Acordou com seios tão firmes que deu um grito! A pele do seu corpo também havia sido trocada. É, trocada! Olhou para o lençol e viu a sua pele antiga lá. Teve vontade de vomitar. Trocou de pele como um réptil. Seios tão lindos e pele macia... Princesinha! Não boto a cara na janela nunca mais! Não vou mais ao terreiro de Pai Xangô. Sou prisioneira da beleza. Que loucura! Que loucura, meu Deus!

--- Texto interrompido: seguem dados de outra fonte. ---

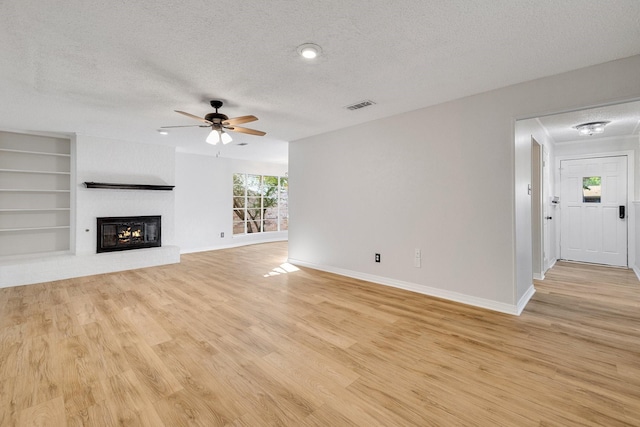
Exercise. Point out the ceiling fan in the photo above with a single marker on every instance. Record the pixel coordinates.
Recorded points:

Não dormiria mais. Nunca mais. Café. Fez café. Uma garrafa cheia do líquido forte. Quando acabasse faria mais. E mais. Antídoto para aquela trapaça do destino. Não dormiria. Embebedou-se e o que ganhou foi apenas um nervosismo típico de moçoilas virgens, maçãs rosadas na face e um inchaço sedutor nos lábios que os tornara pedintes de uma boca masculina e viril. O nervosismo a fez chorar e jogou-se na cama com o peito sufocado de futuro. Futuro. Chorou até que o café não conteve o peso de suas pálpebras de longos e sinuosos cílios. Finalmente adormeceu. No quintal descuidado de sua casa, cheio de erva daninha, na noite serena e oculta, uma rosa orvalhada brotou na roseira escondida pelo matagal. O plano de beleza de Princesinha traçado pelo maquiavélico destino tinha se completado. Um novo dia ia raiar para uma mulher perfeita.